Also when consumed to excess sugar has a negative effect on the brain. For this reason during the Korean War American prisoners of war were fed large amounts of sugar in an attempt to make them insane. Following the war it was found that continued sugar overloading caused significant brain damage in many of the prisoners. The prisoners had two strikes against them: the liked the taste of the sugar, and sugar was always available to them. A third problem was that there was very little, if any, nutritious food available to them that would offset the effect of the sugar. Because they were starving from the effects of having very little real food, they ate what was available, and all of it they could get. What they could get was sugar.
Another effect of sugar is that it creates a craving for more sugar. Like the “hard drugs” that have destroyed so many people both physically and mentally, the more sugar one consumes the more sugar one wants to consume. This is the classic definition of “addiction.” Drug addicts find themselves needing more and more drugs in order to maintain their “normal” state of well-being. They continue to increase their intake of the drug to get them back to what is called “normalcy.” As soon as the drug’s (and sugar’s) effect wears off, their bodies and minds cry out for drugs/sugar so that they can return to their “normal” state.
As I stated earlier, the principle has spiritual implications. For example, when I was young I would sometimes stay at home on Sunday to work in the fields. I can remember to this day the feeling of guilt as I watched my mother leave to go to church. Satan already had me hooked on his sugar. I needed a periodic “high” which I received by going to church on Sunday morning, Sunday night and Wednesday night. Like billions of other people, I was “hooked on” (addicted to) the good feeling that enveloped me when I arrived at church. I now recognize that the “drug” that made me feel good upon arriving at church was Satan’s very addictive religious sugar. I needed a periodic “fix” which Satan supplied on Sunday morning, Sunday night and Wednesday night.

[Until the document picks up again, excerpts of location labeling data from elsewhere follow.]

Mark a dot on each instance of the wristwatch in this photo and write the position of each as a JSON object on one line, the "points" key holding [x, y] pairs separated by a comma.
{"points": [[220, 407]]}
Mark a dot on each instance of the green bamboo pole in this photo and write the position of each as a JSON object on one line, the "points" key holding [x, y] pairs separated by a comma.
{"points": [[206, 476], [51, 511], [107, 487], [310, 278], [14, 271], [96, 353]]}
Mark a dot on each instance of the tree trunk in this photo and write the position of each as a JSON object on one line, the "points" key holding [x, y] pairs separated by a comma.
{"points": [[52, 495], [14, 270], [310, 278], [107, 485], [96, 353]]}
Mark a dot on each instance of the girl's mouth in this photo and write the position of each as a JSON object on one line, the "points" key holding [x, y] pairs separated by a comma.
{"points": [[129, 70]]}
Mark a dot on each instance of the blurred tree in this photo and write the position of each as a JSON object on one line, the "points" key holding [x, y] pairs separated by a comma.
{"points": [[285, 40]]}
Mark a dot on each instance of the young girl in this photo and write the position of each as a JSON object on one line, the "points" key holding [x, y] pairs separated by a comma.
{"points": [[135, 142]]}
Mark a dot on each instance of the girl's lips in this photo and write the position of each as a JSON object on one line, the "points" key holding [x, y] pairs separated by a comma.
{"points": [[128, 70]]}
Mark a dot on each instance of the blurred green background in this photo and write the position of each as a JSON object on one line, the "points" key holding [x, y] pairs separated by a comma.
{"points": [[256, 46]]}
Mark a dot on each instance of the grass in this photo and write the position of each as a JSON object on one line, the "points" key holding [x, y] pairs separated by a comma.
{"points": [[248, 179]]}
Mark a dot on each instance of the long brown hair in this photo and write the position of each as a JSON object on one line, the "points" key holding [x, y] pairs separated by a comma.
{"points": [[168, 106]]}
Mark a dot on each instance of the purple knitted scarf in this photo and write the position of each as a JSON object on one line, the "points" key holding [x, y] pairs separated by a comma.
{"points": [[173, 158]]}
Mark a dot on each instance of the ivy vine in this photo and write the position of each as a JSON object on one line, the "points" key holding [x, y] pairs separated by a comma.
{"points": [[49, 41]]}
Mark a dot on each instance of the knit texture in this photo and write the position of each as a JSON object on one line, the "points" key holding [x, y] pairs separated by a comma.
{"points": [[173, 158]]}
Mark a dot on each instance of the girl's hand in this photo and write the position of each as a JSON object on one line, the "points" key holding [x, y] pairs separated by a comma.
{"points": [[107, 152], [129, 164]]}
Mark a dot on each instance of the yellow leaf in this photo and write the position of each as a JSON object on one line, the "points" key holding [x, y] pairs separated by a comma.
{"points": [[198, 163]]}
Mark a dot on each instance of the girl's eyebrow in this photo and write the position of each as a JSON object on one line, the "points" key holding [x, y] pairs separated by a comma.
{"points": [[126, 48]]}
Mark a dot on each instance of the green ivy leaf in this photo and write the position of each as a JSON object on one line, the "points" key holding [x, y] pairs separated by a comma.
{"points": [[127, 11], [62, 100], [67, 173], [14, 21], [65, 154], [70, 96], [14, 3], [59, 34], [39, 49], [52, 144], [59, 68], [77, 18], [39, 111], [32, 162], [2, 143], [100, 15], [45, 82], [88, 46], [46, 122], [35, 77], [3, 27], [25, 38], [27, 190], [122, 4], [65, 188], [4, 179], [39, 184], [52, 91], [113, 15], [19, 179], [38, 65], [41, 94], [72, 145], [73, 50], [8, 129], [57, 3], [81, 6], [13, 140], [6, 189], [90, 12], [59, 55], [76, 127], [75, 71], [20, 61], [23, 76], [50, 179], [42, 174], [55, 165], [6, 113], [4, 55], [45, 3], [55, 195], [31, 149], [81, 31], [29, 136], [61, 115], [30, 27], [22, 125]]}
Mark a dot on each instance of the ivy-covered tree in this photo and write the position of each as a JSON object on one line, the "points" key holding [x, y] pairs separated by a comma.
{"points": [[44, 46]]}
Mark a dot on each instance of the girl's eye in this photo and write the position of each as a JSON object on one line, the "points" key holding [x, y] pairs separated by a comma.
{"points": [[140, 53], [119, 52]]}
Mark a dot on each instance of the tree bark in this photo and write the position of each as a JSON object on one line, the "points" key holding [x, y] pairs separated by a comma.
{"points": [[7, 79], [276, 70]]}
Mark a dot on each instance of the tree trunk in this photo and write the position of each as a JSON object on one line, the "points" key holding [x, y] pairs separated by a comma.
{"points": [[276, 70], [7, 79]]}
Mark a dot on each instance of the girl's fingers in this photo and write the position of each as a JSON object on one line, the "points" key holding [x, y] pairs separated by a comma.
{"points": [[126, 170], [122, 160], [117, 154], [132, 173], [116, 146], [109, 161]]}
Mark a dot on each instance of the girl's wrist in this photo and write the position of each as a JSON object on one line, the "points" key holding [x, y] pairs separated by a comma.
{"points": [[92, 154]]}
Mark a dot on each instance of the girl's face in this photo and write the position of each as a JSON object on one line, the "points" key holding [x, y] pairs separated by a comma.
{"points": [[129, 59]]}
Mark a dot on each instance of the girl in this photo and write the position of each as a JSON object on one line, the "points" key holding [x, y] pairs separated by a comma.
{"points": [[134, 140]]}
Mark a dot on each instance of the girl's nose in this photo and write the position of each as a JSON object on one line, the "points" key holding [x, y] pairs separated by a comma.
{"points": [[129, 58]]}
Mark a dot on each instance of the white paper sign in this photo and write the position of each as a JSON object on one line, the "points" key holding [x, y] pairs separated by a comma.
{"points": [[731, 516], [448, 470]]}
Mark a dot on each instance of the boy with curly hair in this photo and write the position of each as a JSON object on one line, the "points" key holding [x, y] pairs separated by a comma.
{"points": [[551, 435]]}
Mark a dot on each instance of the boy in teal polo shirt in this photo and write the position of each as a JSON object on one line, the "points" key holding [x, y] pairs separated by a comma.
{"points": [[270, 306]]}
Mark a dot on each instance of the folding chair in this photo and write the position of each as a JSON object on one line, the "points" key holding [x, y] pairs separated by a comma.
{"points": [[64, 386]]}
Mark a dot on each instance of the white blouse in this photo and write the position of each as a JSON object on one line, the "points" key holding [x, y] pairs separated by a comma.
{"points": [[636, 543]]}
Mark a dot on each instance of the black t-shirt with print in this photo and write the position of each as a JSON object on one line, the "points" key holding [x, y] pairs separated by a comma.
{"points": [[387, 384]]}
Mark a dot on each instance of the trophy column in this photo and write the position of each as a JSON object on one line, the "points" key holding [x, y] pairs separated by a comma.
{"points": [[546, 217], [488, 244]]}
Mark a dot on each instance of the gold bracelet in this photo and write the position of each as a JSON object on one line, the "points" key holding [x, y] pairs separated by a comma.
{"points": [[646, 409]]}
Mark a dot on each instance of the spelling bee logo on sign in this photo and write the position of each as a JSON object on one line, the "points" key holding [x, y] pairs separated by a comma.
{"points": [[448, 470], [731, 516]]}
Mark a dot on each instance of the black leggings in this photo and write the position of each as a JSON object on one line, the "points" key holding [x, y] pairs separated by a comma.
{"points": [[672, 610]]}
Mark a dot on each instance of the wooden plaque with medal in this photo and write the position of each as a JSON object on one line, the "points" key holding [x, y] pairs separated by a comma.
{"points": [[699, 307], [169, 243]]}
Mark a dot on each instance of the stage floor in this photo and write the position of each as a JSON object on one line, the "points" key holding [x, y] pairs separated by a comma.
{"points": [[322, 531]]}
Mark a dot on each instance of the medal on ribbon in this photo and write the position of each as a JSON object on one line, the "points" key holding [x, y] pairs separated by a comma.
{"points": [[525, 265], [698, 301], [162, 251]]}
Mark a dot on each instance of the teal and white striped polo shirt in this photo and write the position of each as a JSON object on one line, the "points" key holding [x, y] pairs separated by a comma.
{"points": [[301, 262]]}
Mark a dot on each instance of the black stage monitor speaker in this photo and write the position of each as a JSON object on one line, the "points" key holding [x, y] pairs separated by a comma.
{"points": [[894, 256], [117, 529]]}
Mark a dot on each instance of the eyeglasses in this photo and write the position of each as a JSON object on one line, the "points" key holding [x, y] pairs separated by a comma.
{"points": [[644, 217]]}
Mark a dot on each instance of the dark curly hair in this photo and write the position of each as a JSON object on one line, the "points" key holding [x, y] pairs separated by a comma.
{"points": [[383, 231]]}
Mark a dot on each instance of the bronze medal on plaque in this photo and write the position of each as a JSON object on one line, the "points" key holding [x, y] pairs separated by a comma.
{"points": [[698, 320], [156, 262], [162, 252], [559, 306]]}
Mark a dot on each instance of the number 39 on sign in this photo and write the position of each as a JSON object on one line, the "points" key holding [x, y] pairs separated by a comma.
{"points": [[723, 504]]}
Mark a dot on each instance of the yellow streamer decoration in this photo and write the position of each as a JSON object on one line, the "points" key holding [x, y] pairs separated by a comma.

And I was not alone. Over the years billions of people have become addicted to Satan’s sweet, you-want-it-you-got-it religion. Like me as a teenager, they feel “down” when they cannot get their weekly sugar “fix” of what Paul called their “perverted” Gospel (Gal. 1:6-9) which is, as he correctly stated, nothing more than a false “truth” presented by “another Jesus” (2 Cor. 11:4). Like sweets to a hungry boy, Satan’s religious sugar tastes good and creates a religious “high” we all need need. I lived and ministered on that high for many years before God changed my spiritual “appetite.” Now my high comes from obedience to God’s Word. A Biblical high is much sweeter than a church high.
The change in spiritual food from total “headline” fare to an emphasis on the Lord’s “fine print” was not easy. For one thing, it cost me the ministry that I so much enjoyed. It also made me a religious outcast to my family, friends and former churchmates. Prior to the change from serving Satan to serving God I had enjoyed considerable successful. I was popular and well-known for my healing and deliverance ministry. But when I came to the Lord I learned how Paul must have felt as described in Romans 7:9: “I was alive (popular, successful) without the Law once. But when the Law came (was revealed to him), sin revived (he realized what sin was) and I died” (he realized that he was a sinner and was spiritually dead). Like pre-converted Paul, I had been dining on the devil’s deserts, had become addicted to them and now had to go “cold turkey” mode to get them out of my system.
In Matthew 5:6 Jesus tells us: “Blessed are they who hunger and thirst for righteousness, for they shall be filled.” This is a beautiful and well-known “headline.” Without applying God’s “fine print” to it the one suffering from spiritual hunger and thirst believes that simply hungering and thirsting for righteousness guarantees that he will receive what he hungers and thirsts for. Jesus, they believe, suffered and died in order to do the work for them–He is righteous for them, having paid the price for it in their stead. Therefore, they themselves do not need to be righteous, even if they could, which they can’t, so don’t bother. Satan then fills their hearts with a “sugar high” for believing that. Not only do they not need to be righteous by obeying God’s Law, they pay hirelings to tell them what a local preacher told his t.v. audience which I happen to hear: “Don’t even try to be righteous. You’ll just make yourself sick. You’re nothing but a society of sinners.” The camera then panned his local audience. Their nods and smiles told me that those unwitting souls were at that moment reveling in a religious “high” that would keep them satisfied until the next sweet offering from their sugar merchant. L.J.